А целью её была, похоже, столица…
Стало ясно, что спасти славную Дагомею и её Льва могло лишь одно — вмешательство предков. Грозных, но справедливых, повелевающих духами всех стихий… Однако предки всегда требовали жертв, и вот уже третий день воительницы Льва сгоняли ко дворцу обречённых. Жертвы пели песни и несли в руках связки ракушек каури и калебасы с брагой тафией — плату за переход в другой мир, к лику предков.
Приняв плату, их подвешивали на стену пятками вверх…
Прибоем рокотали тамтамы, свирепые телохранительницы Льва обмакивали в тягучую кровь безжалостные копья. Их губы кривились в судорогах, выплетая заклятия.

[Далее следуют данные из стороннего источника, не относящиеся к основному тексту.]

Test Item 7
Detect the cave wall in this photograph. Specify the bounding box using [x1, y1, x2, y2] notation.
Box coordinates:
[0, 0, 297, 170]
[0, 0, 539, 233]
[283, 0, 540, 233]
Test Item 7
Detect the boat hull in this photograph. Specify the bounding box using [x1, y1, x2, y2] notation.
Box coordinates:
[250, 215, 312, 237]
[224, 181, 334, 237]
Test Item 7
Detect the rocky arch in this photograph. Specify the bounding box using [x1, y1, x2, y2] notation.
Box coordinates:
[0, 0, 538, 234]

— О великий Дан, о разноцветный Змей…
Бешено плясавшая жрица вдруг захрипела, замерла, безвольно закатила глаза и, неестественно выгнувшись, рухнула всей тяжестью на землю. Её пальцы мяли слипшийся от крови песок, ноги чуть заметно подергивались, не в силах оставить ритм танца, на посеревшем, как у мёртвой, лице обильно заклубилась пена. Казалось, она сама была готова вот-вот отойти к предкам.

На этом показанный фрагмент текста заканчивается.